There is a sense as an actor that you are supposed to take every job that comes your way, and there are very few people who would argue this point. Work begets work, as the saying goes, and you should take every single opportunity, no matter how much the material may or may not appeal to you. Maybe the lighting designer will get you another job, maybe the lyricist is also a playwright, every job you take creates opportunities in the future.

It wasn’t so for me, and I think I’ve learned why. I was involved with several shows over the years that had no merit, no material in them for me to hold on to, and no chance to move forward. I didn’t like the shows, and I did them in the hopes that work begets work. I was wrong.

And I’ll tell you why in just a second, but first I want to ask, why is this true for actors but not true for writers or directors or designers? If you don’t like a project and you’re asked to direct it, of course you turn it down, no matter how large an opportunity it is. If you’re asked to design a show you have distaste for, of COURSE you don’t do it, and every designer in the world knows that. When you’re offered a job as a music director, you’re given the score and the script before you decide to take it.

Why is it different with actors? Why can’t an actor come in, audition, and then say “before I commit, I’d like to read the whole script. Not because I want to see if the material is worth my time, but to see if I can bring something to the material.”

Now to the why. If you can’t find something in the material to embrace, you are gonna be bad. It isn’t a judgment on your talent or your maturity, but if you don’t respect what a play is trying to say, then you aren’t gonna be able to help the writers and design staff tell the story. It’s that simple. If you are asked to play a divorcee, but you’ve never really been in a long term relationship and you don’t really understand the pain that the character is going through, maybe the play isn’t for you.

Because an audition shows so very little. Some people audition well and then get surly and passive aggressive once they are locked into a script they have no affinity for. I’m one of those guys. People hear me sing, watch me act and look at my gorgeous mug and decide to cast me. They have no idea that once we get down to it, if I disagree with the agenda of the piece, I’m gonna do *just barely enough* to get by.

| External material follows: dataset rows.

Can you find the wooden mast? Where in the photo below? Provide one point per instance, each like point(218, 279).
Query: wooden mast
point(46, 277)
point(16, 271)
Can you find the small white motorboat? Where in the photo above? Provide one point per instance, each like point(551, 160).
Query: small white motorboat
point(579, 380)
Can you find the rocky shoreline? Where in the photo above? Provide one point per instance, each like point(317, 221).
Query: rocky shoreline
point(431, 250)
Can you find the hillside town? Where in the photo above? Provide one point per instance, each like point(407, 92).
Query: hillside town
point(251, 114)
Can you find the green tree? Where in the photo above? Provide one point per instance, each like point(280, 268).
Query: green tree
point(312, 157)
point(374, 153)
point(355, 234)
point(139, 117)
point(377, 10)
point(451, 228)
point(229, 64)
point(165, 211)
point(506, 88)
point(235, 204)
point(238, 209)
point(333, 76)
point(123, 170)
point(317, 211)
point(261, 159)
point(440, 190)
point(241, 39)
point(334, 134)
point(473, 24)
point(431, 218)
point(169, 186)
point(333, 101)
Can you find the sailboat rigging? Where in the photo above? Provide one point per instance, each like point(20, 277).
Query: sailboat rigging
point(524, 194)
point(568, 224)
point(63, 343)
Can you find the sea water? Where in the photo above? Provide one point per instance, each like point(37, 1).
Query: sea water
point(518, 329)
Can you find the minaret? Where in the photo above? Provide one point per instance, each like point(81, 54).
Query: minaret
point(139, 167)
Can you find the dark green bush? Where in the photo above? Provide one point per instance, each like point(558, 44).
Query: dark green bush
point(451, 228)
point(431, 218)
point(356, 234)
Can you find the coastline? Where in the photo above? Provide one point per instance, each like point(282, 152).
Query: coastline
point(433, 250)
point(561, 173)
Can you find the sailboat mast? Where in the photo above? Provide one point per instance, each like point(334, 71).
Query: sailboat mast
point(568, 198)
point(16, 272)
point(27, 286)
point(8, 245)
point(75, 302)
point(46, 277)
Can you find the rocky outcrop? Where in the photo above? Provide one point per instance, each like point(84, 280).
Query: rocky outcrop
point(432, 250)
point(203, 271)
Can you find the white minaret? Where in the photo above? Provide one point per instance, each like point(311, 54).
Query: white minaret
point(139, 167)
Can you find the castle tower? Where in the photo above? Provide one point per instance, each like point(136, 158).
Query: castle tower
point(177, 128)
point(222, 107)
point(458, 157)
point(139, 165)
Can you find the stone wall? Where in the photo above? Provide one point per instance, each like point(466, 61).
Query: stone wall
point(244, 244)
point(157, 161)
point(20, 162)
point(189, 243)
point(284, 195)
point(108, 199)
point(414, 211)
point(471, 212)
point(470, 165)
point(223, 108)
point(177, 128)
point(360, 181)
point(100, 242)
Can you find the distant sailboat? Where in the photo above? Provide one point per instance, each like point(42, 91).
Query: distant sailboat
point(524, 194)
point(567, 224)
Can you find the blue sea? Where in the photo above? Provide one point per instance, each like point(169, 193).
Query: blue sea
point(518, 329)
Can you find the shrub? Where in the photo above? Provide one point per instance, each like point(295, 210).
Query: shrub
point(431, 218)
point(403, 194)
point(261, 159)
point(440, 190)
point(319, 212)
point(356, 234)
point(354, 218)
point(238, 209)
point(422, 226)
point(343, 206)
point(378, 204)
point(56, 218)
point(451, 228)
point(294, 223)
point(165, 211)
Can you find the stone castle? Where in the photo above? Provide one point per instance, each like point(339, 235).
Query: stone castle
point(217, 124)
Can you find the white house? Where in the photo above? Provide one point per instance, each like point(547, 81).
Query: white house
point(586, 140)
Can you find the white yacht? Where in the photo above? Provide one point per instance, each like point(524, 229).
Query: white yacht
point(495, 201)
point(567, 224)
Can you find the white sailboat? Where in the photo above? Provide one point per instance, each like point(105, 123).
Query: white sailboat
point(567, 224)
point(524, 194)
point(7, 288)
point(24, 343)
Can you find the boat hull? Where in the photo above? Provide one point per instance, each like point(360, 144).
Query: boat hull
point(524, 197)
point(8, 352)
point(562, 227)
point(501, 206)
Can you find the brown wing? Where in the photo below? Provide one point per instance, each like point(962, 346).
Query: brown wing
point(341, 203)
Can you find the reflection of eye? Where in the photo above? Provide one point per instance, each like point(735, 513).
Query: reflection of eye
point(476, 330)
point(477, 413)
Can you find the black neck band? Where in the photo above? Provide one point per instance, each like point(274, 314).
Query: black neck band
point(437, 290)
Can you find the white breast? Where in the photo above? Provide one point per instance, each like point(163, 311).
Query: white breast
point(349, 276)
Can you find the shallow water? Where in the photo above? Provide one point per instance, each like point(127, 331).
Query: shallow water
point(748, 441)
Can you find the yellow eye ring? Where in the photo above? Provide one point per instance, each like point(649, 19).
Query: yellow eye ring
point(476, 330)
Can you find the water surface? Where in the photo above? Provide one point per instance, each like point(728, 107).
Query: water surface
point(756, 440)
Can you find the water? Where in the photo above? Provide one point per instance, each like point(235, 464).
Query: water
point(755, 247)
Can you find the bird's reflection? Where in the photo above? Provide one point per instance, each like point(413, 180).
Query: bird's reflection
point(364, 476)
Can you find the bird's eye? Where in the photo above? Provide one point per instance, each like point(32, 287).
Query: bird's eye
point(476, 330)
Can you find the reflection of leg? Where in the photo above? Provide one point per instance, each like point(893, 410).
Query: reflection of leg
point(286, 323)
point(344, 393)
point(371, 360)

It’s disgusting on my behalf, and I am broadcasting this information not as a macho challenge, but as a wholehearted apology. I could name names, but it isn’t worth it. If you worked with me and got shit from me, 90% of the time it’s because I entered into the thing without any respect for the material. The other 10% of the time, you were probably a talentless idiot and I couldn’t make anything out of the script, but that’s very rare.

There aren’t bad scripts, there are just scripts that are trying to do things that any given person doesn’t want to see or doesn’t care about. Nervous Boy, which I talked about here, was extremely elegant to me, many of my friends hated it. None of us are wrong. But you know what they did right? They got Mac, who cared a lot about the character and the script. If they had Al Pacino in that role, the play wouldn’t have worked. Because Mac is a better actor? No, because Mac had something to bring to the character that Al Pacino wouldn’t – an understanding and a bone deep agreement with the playwright.

It won’t hurt my feelings. Seriously. I’m basically a writer/producer now, and the thought of trying to drag an actor like me through a process which the actor-me had no respect for the ideas in the show… it’s terrifying.

It would literally keep me from sleeping. I am not exaggerating here, it would make me wake up in the middle of the night screaming. Of this, I am absolutely sure.

So, my advice to all you actors out there who are just making your way… don’t do it. There will be other shows. Do *only* the shows that you feel you can add something to. Turn down the shows you don’t respect. And if I’m directing, producing or writing, believe me, I would 1,000 times out of a thousand, rather have you not there then have you there giving me just enough to barely get by.